In response to Timothy Chow's question and the various answers to it, in 
particular the one by John McCarthy, allow me to point to my thesis "The 
Primitive Proof Theory of the lambda-Calculus". In it, I develop a 
substantial part of lambda-calculus theory using only the proof 
principles John McCarthy referred to. In other words, all proofs are 
conducted over the lambda-calculus presented as first-order abstract 
syntax while using only structural or rule induction and while relying 
on structural-recursive definitions for all arguments to do with 
totality, computability, and functionality.

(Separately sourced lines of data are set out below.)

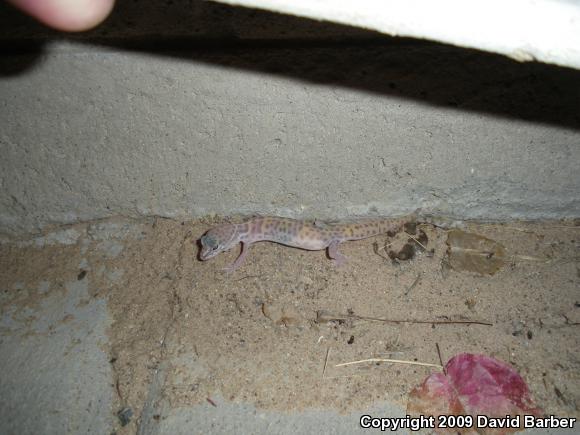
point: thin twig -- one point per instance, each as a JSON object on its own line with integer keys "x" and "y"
{"x": 325, "y": 362}
{"x": 417, "y": 241}
{"x": 248, "y": 276}
{"x": 428, "y": 322}
{"x": 396, "y": 361}
{"x": 440, "y": 359}
{"x": 412, "y": 286}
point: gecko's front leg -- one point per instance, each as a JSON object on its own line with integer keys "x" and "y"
{"x": 333, "y": 253}
{"x": 240, "y": 259}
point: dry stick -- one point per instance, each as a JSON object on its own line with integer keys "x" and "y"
{"x": 428, "y": 322}
{"x": 417, "y": 241}
{"x": 396, "y": 361}
{"x": 325, "y": 362}
{"x": 412, "y": 286}
{"x": 440, "y": 359}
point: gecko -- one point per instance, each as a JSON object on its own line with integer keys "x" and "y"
{"x": 294, "y": 233}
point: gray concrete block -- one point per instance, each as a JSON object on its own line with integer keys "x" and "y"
{"x": 93, "y": 132}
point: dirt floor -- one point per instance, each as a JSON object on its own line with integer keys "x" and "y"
{"x": 272, "y": 332}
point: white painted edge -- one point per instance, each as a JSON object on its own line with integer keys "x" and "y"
{"x": 525, "y": 30}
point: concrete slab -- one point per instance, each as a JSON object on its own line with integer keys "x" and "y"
{"x": 56, "y": 377}
{"x": 95, "y": 132}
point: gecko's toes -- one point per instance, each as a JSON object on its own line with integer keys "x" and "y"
{"x": 228, "y": 269}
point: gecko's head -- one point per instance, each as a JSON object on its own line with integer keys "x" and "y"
{"x": 216, "y": 240}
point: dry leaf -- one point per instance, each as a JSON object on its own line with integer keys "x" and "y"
{"x": 474, "y": 385}
{"x": 474, "y": 253}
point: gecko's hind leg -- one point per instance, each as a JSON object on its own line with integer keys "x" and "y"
{"x": 239, "y": 260}
{"x": 333, "y": 253}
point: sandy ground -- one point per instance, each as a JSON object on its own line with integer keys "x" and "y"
{"x": 272, "y": 332}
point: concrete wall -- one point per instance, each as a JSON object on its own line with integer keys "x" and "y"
{"x": 187, "y": 108}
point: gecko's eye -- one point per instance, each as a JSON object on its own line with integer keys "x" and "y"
{"x": 210, "y": 242}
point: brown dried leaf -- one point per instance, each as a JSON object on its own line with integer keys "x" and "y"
{"x": 474, "y": 253}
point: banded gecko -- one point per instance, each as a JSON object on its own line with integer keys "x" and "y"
{"x": 295, "y": 233}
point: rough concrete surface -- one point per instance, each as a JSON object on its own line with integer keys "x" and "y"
{"x": 140, "y": 118}
{"x": 118, "y": 317}
{"x": 182, "y": 109}
{"x": 56, "y": 377}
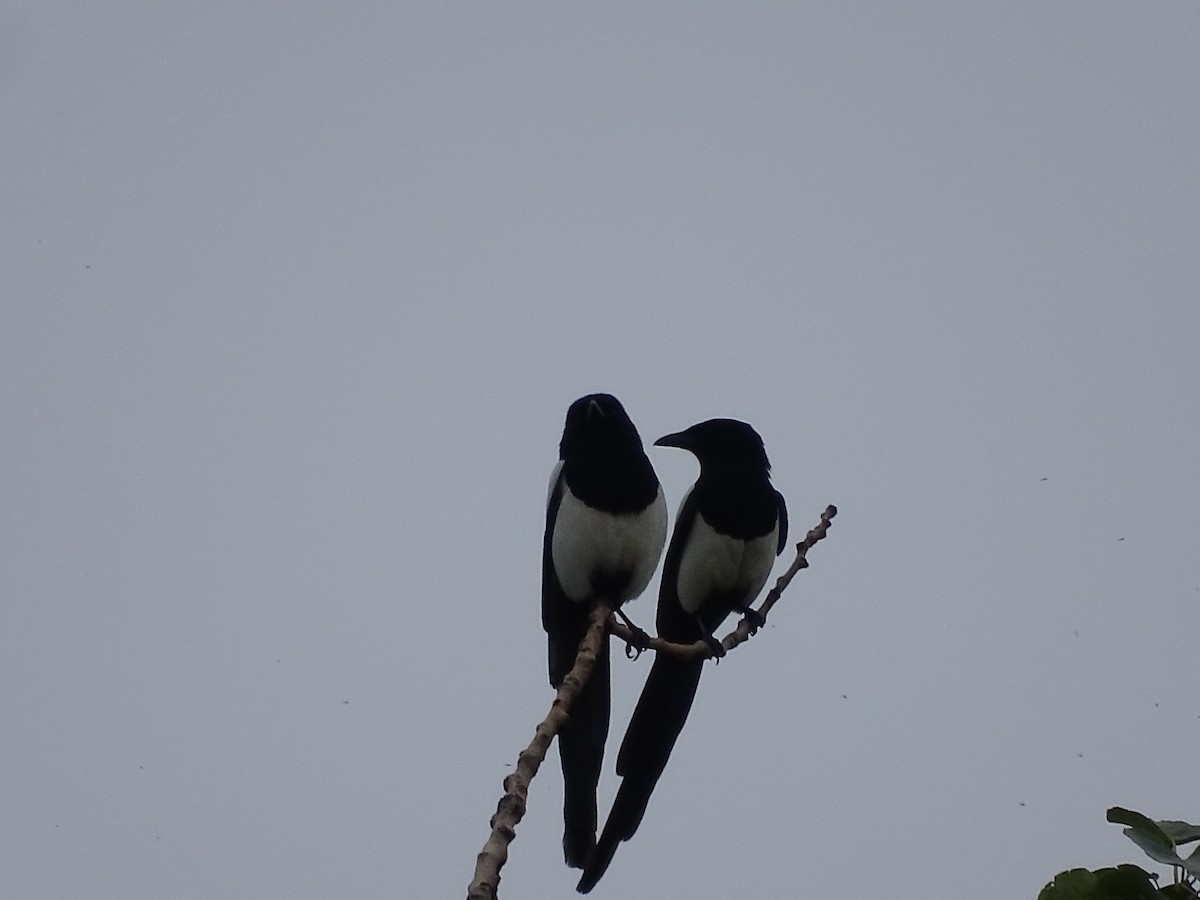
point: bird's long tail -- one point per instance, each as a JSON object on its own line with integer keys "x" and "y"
{"x": 658, "y": 719}
{"x": 581, "y": 750}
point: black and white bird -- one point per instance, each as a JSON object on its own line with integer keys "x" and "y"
{"x": 731, "y": 526}
{"x": 606, "y": 523}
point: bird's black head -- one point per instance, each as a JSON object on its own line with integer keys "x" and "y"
{"x": 723, "y": 444}
{"x": 597, "y": 424}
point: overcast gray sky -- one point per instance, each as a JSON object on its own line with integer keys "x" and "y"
{"x": 295, "y": 299}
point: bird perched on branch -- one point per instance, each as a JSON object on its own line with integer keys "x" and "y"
{"x": 731, "y": 526}
{"x": 606, "y": 523}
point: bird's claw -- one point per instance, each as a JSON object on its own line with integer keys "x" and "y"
{"x": 636, "y": 643}
{"x": 715, "y": 647}
{"x": 755, "y": 618}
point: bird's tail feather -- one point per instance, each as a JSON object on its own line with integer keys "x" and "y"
{"x": 658, "y": 719}
{"x": 581, "y": 750}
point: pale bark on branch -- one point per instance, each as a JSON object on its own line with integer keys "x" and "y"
{"x": 511, "y": 808}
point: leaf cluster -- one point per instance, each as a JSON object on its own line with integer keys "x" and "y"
{"x": 1161, "y": 841}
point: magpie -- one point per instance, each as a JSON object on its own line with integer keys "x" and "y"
{"x": 606, "y": 523}
{"x": 731, "y": 526}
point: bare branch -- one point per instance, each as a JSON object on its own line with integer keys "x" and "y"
{"x": 745, "y": 629}
{"x": 510, "y": 810}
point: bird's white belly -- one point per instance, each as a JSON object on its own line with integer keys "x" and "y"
{"x": 714, "y": 564}
{"x": 588, "y": 543}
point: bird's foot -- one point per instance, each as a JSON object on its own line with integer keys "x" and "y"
{"x": 637, "y": 643}
{"x": 715, "y": 647}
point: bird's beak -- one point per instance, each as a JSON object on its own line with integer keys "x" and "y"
{"x": 678, "y": 439}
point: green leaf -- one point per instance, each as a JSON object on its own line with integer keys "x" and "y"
{"x": 1146, "y": 834}
{"x": 1193, "y": 863}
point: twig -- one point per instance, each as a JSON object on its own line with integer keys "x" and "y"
{"x": 510, "y": 810}
{"x": 745, "y": 629}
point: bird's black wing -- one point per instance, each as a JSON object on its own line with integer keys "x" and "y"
{"x": 581, "y": 741}
{"x": 660, "y": 714}
{"x": 783, "y": 522}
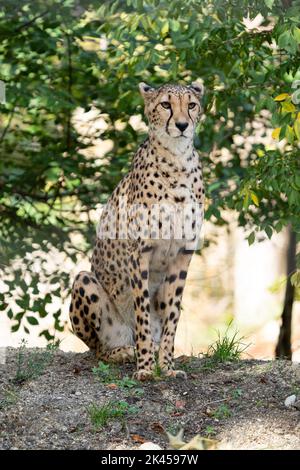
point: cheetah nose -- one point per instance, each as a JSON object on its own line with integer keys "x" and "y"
{"x": 181, "y": 125}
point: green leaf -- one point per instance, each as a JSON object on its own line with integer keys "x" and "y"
{"x": 269, "y": 231}
{"x": 251, "y": 238}
{"x": 269, "y": 3}
{"x": 32, "y": 320}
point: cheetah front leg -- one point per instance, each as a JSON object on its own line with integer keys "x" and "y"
{"x": 139, "y": 269}
{"x": 170, "y": 296}
{"x": 95, "y": 321}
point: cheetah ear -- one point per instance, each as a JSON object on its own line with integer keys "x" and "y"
{"x": 145, "y": 90}
{"x": 198, "y": 88}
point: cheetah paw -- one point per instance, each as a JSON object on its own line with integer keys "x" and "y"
{"x": 143, "y": 375}
{"x": 175, "y": 374}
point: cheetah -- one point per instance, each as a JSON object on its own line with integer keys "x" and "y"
{"x": 127, "y": 307}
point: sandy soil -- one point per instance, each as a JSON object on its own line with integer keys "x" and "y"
{"x": 44, "y": 403}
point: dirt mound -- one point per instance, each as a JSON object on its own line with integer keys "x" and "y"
{"x": 55, "y": 400}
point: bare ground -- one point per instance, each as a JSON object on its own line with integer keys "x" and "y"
{"x": 239, "y": 404}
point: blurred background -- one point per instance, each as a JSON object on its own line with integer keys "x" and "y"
{"x": 71, "y": 119}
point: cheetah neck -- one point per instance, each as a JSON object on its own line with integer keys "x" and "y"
{"x": 171, "y": 152}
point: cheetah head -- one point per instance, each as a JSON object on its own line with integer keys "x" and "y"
{"x": 173, "y": 110}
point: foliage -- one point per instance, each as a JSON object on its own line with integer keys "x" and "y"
{"x": 225, "y": 349}
{"x": 63, "y": 55}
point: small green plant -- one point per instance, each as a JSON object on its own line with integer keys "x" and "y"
{"x": 174, "y": 428}
{"x": 210, "y": 431}
{"x": 10, "y": 397}
{"x": 101, "y": 415}
{"x": 225, "y": 349}
{"x": 32, "y": 364}
{"x": 221, "y": 412}
{"x": 237, "y": 394}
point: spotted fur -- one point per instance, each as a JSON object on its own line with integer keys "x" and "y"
{"x": 128, "y": 305}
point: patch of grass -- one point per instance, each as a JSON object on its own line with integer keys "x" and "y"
{"x": 32, "y": 364}
{"x": 221, "y": 412}
{"x": 227, "y": 348}
{"x": 101, "y": 415}
{"x": 109, "y": 373}
{"x": 174, "y": 428}
{"x": 210, "y": 431}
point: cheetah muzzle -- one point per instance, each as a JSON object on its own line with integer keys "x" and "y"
{"x": 128, "y": 306}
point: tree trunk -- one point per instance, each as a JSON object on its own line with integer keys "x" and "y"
{"x": 283, "y": 349}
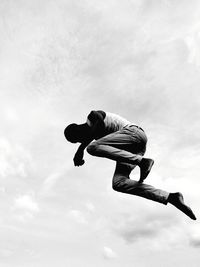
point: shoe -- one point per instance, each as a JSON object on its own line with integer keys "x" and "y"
{"x": 177, "y": 200}
{"x": 145, "y": 168}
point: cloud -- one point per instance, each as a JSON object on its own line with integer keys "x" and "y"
{"x": 26, "y": 202}
{"x": 108, "y": 253}
{"x": 15, "y": 160}
{"x": 134, "y": 229}
{"x": 78, "y": 216}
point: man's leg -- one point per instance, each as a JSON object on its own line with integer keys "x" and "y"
{"x": 127, "y": 145}
{"x": 122, "y": 183}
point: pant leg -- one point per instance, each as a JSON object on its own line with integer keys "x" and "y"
{"x": 122, "y": 183}
{"x": 127, "y": 145}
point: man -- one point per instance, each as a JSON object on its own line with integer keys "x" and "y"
{"x": 109, "y": 135}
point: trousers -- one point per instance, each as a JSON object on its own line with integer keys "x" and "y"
{"x": 127, "y": 147}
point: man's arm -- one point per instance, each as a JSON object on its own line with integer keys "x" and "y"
{"x": 96, "y": 122}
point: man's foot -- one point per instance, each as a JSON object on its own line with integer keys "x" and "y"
{"x": 145, "y": 168}
{"x": 177, "y": 200}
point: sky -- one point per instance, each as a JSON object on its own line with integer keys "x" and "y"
{"x": 60, "y": 59}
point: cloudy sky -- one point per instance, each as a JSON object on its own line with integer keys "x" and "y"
{"x": 59, "y": 59}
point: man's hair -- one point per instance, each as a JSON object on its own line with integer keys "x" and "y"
{"x": 71, "y": 132}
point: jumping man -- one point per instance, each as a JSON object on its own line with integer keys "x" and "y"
{"x": 110, "y": 136}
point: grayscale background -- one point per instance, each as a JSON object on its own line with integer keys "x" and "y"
{"x": 59, "y": 59}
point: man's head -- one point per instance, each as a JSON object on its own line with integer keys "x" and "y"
{"x": 76, "y": 133}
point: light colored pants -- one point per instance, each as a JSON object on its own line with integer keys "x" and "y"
{"x": 127, "y": 147}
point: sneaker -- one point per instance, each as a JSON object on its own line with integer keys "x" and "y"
{"x": 177, "y": 200}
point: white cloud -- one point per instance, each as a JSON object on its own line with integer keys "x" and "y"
{"x": 78, "y": 216}
{"x": 26, "y": 202}
{"x": 14, "y": 159}
{"x": 108, "y": 253}
{"x": 90, "y": 206}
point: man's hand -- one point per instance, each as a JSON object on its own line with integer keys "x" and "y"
{"x": 78, "y": 158}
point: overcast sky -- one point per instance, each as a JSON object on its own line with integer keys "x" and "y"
{"x": 59, "y": 59}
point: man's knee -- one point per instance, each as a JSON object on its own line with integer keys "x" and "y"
{"x": 92, "y": 148}
{"x": 118, "y": 186}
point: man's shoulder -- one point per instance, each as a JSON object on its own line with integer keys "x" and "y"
{"x": 96, "y": 114}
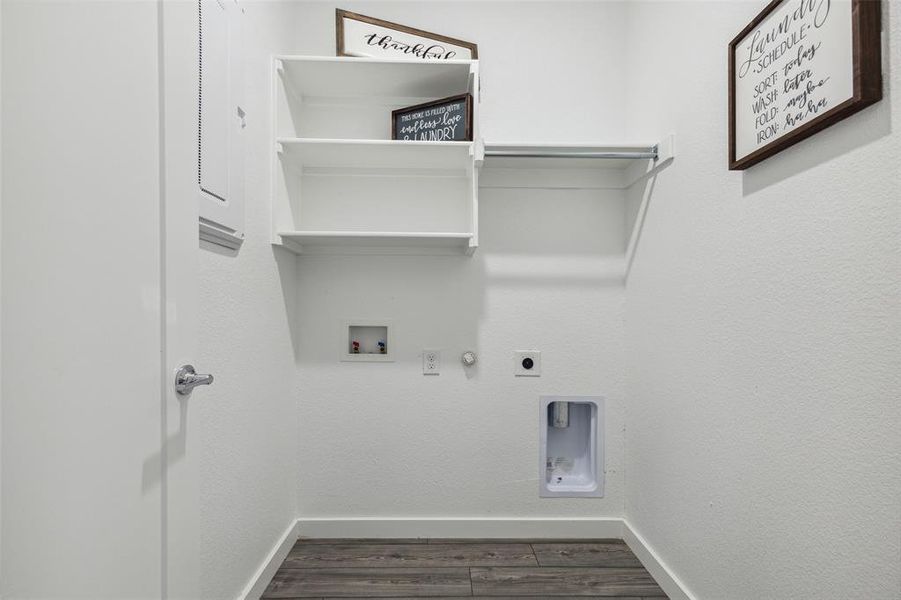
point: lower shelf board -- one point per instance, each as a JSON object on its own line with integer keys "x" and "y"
{"x": 378, "y": 242}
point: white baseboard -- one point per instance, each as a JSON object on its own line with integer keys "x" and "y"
{"x": 486, "y": 528}
{"x": 461, "y": 528}
{"x": 665, "y": 578}
{"x": 273, "y": 561}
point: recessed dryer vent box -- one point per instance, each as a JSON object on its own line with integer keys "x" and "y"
{"x": 366, "y": 341}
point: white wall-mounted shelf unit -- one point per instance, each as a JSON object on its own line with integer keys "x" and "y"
{"x": 602, "y": 166}
{"x": 341, "y": 185}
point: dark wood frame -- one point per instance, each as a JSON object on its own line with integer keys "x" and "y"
{"x": 340, "y": 15}
{"x": 866, "y": 25}
{"x": 467, "y": 97}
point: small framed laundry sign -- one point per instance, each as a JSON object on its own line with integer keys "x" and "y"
{"x": 445, "y": 120}
{"x": 359, "y": 35}
{"x": 799, "y": 67}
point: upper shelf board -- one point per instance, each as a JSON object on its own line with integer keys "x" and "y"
{"x": 396, "y": 155}
{"x": 351, "y": 77}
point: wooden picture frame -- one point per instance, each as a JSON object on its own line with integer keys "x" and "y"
{"x": 429, "y": 46}
{"x": 466, "y": 98}
{"x": 866, "y": 61}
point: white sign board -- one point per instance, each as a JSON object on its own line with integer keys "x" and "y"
{"x": 792, "y": 68}
{"x": 359, "y": 35}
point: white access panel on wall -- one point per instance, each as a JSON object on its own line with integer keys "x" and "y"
{"x": 220, "y": 161}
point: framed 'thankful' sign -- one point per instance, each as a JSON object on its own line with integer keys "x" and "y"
{"x": 799, "y": 67}
{"x": 359, "y": 35}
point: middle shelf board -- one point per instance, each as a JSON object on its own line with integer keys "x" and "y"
{"x": 447, "y": 158}
{"x": 393, "y": 242}
{"x": 352, "y": 77}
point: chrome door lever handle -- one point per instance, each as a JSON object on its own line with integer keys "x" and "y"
{"x": 186, "y": 379}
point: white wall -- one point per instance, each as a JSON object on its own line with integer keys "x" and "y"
{"x": 382, "y": 440}
{"x": 762, "y": 441}
{"x": 248, "y": 418}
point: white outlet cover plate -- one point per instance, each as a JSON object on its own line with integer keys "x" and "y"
{"x": 431, "y": 362}
{"x": 521, "y": 371}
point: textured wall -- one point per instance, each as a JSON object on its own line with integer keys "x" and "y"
{"x": 382, "y": 439}
{"x": 248, "y": 418}
{"x": 762, "y": 326}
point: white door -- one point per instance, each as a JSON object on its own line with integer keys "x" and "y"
{"x": 99, "y": 245}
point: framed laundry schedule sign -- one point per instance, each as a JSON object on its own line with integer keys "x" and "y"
{"x": 799, "y": 67}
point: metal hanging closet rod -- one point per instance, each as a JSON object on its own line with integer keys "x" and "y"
{"x": 651, "y": 152}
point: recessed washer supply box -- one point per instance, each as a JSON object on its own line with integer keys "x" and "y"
{"x": 572, "y": 448}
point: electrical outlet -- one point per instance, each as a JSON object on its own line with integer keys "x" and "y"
{"x": 431, "y": 362}
{"x": 527, "y": 363}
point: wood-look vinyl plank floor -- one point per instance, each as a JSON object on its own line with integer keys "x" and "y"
{"x": 441, "y": 569}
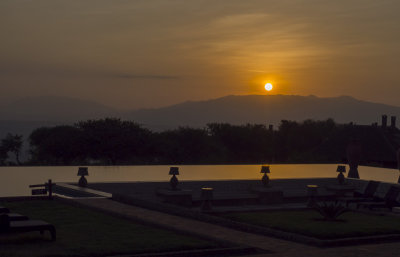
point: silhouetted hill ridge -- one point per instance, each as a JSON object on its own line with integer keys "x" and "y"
{"x": 265, "y": 109}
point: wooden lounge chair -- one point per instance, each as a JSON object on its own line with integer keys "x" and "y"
{"x": 362, "y": 195}
{"x": 16, "y": 216}
{"x": 4, "y": 210}
{"x": 7, "y": 226}
{"x": 388, "y": 201}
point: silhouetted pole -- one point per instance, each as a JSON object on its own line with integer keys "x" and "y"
{"x": 353, "y": 156}
{"x": 398, "y": 162}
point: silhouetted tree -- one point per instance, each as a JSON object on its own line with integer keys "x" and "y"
{"x": 12, "y": 143}
{"x": 243, "y": 144}
{"x": 114, "y": 141}
{"x": 60, "y": 145}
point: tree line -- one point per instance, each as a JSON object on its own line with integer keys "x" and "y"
{"x": 113, "y": 141}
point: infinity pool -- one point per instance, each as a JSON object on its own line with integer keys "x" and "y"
{"x": 15, "y": 181}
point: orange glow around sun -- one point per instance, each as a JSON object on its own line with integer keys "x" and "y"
{"x": 268, "y": 86}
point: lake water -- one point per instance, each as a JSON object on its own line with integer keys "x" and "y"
{"x": 15, "y": 181}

Substantial parts of the 
work has been formally verified in the Isabelle/HOL theorem prover in 
conjunction with James Brotherston.

The results that most directly address Timothy Chow's questions are 
Prop. 1.28 (and the preceding lemmas), which shows that Curry-style 
substitution is a total, computable function and, presumably, Section 
3.3, which shows that alpha-equivalence is decidable.

Sincerely,
Rene Vestergaard

Details at: http://www.jaist.ac.jp/~vester/, 
http://www.jaist.ac.jp/~vester/Writings/thesis.pdf (please note that the 
proof of Lemma 7.22 contains an error, as it stands).